Special to The Leader
The Orange Leader
Lamar University chemical engineering student Sarah Paine has received a prestigious scholarship sponsored by the Southwest Chemical Association (SWCA). She will receive this award on August 8 at the SWCA Scholarship Luncheon. The SWCA provides scholarships annually to outstanding undergraduate chemical engineering students attending schools in the gulf-southwest region. Students entering their junior or senior years are nominated by their school faculty.
“When I received the news that I had gotten the scholarship, I was thrilled to not have to worry about the extra expenses in my last year,” Paine said.

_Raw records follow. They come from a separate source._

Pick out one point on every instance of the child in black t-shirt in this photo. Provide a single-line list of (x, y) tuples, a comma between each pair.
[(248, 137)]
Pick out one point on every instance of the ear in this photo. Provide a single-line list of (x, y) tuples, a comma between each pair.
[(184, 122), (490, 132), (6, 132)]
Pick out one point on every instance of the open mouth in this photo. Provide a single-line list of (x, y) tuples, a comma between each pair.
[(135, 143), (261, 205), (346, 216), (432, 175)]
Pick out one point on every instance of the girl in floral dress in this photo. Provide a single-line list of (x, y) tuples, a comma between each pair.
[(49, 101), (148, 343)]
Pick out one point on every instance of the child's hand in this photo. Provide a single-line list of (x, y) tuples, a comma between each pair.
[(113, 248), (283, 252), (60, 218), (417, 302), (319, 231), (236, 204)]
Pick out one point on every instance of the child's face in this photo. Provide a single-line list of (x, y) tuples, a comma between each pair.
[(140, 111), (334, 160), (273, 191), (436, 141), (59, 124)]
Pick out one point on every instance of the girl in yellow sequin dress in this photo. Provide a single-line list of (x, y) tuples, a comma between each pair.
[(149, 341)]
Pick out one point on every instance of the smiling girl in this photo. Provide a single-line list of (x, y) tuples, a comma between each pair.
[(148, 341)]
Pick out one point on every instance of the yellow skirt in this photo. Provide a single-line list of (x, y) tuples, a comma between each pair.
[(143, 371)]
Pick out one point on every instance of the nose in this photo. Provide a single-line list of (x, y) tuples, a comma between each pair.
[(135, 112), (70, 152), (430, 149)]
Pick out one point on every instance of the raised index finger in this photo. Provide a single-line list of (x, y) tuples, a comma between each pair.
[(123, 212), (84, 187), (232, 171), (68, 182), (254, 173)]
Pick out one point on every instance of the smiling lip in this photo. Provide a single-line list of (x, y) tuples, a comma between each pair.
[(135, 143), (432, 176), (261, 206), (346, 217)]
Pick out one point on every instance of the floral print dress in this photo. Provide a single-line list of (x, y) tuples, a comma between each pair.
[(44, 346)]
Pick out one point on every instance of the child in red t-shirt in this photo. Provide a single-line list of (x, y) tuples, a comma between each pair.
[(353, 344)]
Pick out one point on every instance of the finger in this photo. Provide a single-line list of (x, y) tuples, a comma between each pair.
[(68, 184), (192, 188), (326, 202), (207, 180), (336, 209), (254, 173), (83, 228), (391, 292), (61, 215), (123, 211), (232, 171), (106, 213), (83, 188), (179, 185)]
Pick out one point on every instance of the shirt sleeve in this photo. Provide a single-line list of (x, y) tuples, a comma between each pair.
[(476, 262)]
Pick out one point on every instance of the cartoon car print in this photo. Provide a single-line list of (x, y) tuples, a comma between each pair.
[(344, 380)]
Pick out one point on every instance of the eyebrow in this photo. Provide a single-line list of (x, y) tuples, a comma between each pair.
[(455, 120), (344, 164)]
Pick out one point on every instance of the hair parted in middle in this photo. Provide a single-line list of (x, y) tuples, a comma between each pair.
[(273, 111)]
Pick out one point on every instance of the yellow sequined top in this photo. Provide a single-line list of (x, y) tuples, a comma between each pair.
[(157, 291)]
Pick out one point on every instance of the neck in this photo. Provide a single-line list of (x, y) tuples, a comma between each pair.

The SWCA seeks to identify and honor individuals who demonstrate that they are valuable to their organizations, to the community, and to society as a whole. The selection criteria are based on leadership, experience, ambition, team skills, and extracurricular activities.
Paine graduated valedictorian from Vidor High School in 2009, after which she completed an internship with NASA before continuing her education at Lamar. Paine is a member of the honors program and is very active in the chemical engineering department. She is the secretary and treasurer of the Lamar chapter of the American Institute of Chemical Engineers. In addition, she is the treasurer of the Society of Women Engineers, having previously served as vice president for two years and president for one year. Paine is also involved with the co-op program. During her time at Lamar, she has completed three internships with ExxonMobil, working at the Beaumont Polyethylene Plant, the Beaumont Chemical Plant, and Chalmette Refinery.
“As far as my career is concerned, I’m open to locations and job positions because if the co-op program has taught me anything it’s that the industry is challenging but rewarding,” Paine said.
Paine is also active in her community and with education programs. She was instrumental in beginning Lamar’s Discover Engineering event, and she organized Lamar’s Introduce a Girl to Engineering Day, sponsored by ExxonMobil. In addition, she works with Science, Technology, Engineering, and Math (STEM) outreach programs and with Junior Achievement USA, a program that teaches children about economics.
“Regardless of gender, race, or ethnicity, a child’s eyes light up when they build a circuit or control a chemical reaction,” Paine said. “It’s amazing how easy it is to empower them and I want to help wherever I can.”